Motion detection isn’t motion so much as heat mapping. The system reads temperature shifts, not just movement. A raccoon on the porch won’t trigger it. A man lingering against my siding at two in the morning will.

He showed me the kitchen island next, crouching to press a spot beneath the overhang. “Silent alarm,” he said. “Press and hold for two seconds.”

He demonstrated on test mode and exterior lights flared to full brightness. His phone buzzed immediately with a live feed from the exterior cameras.

“Jameson gets the alert at the same time as 911,” he added.

There’s another trigger under my desk. One in the nightstand drawer. All routed through encrypted channels Josie installed, which apparently means my Wi-Fi now does more than stream documentaries. It will even shut itself down if someone tries to mirror my data or hack my feed.

Even the smoke detectors have been upgraded. They don’t just sense heat, they monitor particulate patterns consistent with accelerants. If someone tries to burn my house down, the system flags it before the flames get started.

As he explained it all, I stood there trying to reconcile the ordinary familiarity of my home with the fact that it now functions like a fortified safe house. No wonder it took so long to get the work done.

From the street, nothing looks different. Inside, every inch is layered with protection and it should make me feel secure. Instead, it makes the danger feel real in a way it didn’t before. You don’t install this kind of system unless someone is coming.

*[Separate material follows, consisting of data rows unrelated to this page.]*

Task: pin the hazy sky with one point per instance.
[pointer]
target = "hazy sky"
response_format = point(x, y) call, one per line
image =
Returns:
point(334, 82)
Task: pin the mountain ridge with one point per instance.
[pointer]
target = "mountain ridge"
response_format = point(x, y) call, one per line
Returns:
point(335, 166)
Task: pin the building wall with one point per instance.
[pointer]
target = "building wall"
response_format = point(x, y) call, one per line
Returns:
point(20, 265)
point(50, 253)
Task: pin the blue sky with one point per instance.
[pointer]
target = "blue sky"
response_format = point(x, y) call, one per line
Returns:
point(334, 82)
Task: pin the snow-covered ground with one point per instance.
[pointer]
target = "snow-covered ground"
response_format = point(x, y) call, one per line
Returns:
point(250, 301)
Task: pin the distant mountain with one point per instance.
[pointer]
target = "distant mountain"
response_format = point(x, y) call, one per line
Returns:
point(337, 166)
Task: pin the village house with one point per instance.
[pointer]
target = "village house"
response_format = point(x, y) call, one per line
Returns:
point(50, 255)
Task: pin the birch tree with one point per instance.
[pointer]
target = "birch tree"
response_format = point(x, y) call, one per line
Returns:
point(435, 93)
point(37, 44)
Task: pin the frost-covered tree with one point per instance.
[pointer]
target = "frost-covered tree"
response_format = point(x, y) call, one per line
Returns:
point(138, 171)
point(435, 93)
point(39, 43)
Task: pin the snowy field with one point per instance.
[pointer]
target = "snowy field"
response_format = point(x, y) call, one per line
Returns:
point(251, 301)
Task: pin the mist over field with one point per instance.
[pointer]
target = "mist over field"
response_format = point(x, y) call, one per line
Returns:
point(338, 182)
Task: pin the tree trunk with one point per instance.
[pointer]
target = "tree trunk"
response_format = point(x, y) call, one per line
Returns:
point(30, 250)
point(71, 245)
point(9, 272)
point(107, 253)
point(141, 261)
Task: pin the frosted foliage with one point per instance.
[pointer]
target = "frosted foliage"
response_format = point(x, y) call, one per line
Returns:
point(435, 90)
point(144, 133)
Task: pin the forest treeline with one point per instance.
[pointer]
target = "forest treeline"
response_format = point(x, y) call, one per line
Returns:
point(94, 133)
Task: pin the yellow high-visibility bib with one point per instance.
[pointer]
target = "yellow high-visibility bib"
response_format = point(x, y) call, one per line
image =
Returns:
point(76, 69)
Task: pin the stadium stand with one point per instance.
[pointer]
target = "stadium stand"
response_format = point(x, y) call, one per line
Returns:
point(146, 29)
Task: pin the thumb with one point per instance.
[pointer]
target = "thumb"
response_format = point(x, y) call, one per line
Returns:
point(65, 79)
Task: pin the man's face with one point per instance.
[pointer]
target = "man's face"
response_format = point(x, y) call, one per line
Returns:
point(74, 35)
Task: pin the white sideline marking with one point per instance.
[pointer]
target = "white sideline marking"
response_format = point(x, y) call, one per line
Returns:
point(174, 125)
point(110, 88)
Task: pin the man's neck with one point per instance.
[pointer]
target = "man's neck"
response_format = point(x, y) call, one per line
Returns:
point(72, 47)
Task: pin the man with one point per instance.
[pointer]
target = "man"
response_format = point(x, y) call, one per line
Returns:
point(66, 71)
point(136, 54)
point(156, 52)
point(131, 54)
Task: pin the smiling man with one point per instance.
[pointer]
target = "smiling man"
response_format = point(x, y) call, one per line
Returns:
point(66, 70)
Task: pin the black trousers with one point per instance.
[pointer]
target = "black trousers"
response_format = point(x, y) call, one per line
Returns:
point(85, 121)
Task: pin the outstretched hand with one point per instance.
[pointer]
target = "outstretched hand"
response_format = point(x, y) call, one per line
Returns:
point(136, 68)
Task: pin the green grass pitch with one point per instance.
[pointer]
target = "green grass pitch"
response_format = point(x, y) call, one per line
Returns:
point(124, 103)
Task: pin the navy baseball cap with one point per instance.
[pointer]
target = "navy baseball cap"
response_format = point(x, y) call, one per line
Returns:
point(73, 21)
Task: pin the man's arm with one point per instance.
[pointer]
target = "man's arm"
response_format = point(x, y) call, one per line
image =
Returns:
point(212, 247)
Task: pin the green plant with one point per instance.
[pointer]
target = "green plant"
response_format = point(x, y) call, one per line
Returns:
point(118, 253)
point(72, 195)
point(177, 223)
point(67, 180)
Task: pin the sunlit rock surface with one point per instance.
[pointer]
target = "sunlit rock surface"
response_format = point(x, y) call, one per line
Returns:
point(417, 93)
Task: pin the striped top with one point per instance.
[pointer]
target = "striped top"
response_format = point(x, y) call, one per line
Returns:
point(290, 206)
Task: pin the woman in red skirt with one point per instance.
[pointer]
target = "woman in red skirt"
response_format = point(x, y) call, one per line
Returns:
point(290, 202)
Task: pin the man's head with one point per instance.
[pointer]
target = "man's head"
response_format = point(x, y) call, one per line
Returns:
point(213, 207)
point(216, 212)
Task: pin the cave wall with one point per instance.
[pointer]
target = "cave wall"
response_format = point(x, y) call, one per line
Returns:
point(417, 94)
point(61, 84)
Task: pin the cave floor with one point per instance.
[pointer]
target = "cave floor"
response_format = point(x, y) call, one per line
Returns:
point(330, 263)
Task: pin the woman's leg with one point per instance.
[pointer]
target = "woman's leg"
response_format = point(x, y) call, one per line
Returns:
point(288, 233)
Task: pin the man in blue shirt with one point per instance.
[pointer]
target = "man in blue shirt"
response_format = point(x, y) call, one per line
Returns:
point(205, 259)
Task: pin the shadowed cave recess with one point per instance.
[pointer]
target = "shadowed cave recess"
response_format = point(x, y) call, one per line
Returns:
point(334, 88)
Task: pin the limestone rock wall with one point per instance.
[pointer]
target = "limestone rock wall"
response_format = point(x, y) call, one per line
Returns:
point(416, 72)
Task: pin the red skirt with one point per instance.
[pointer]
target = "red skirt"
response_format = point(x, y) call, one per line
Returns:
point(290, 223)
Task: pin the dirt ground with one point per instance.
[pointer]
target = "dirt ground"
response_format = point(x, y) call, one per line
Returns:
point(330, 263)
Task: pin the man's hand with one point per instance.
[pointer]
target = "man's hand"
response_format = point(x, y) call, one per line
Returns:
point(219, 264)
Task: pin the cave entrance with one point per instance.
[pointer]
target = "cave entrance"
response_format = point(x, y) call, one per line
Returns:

Cole finished the demonstration by arming it, the house emitting a subtle electronic chime that sounded almost polite. “Welcome home,” he’d said quietly.

He doesn’t turn when I come out of the bathroom, but I know he hears me by the slight set to his shoulders.

“You’re brooding,” I say lightly as I step into the living room.

He shifts, glancing over his shoulder, and the look in his eyes hits me before I can brace for it.

It isn’t irritation.

It isn’t even frustration.

It’s hunger.

His eyes travel—slow and deliberate—taking in the damp ends of my hair, the robe knotted loosely at my waist, the bare skin of my legs. A flash of heat runs through me in response, automatic and undeniable, and for a split second the air between us crackles with a dangerous energy.

Then his expression hardens. “We need to talk.”

I don’t like that tone. It’s far too serious and volatility rolls off him in waves, causing me to pull the lapels of my robe closer together. “Okay.”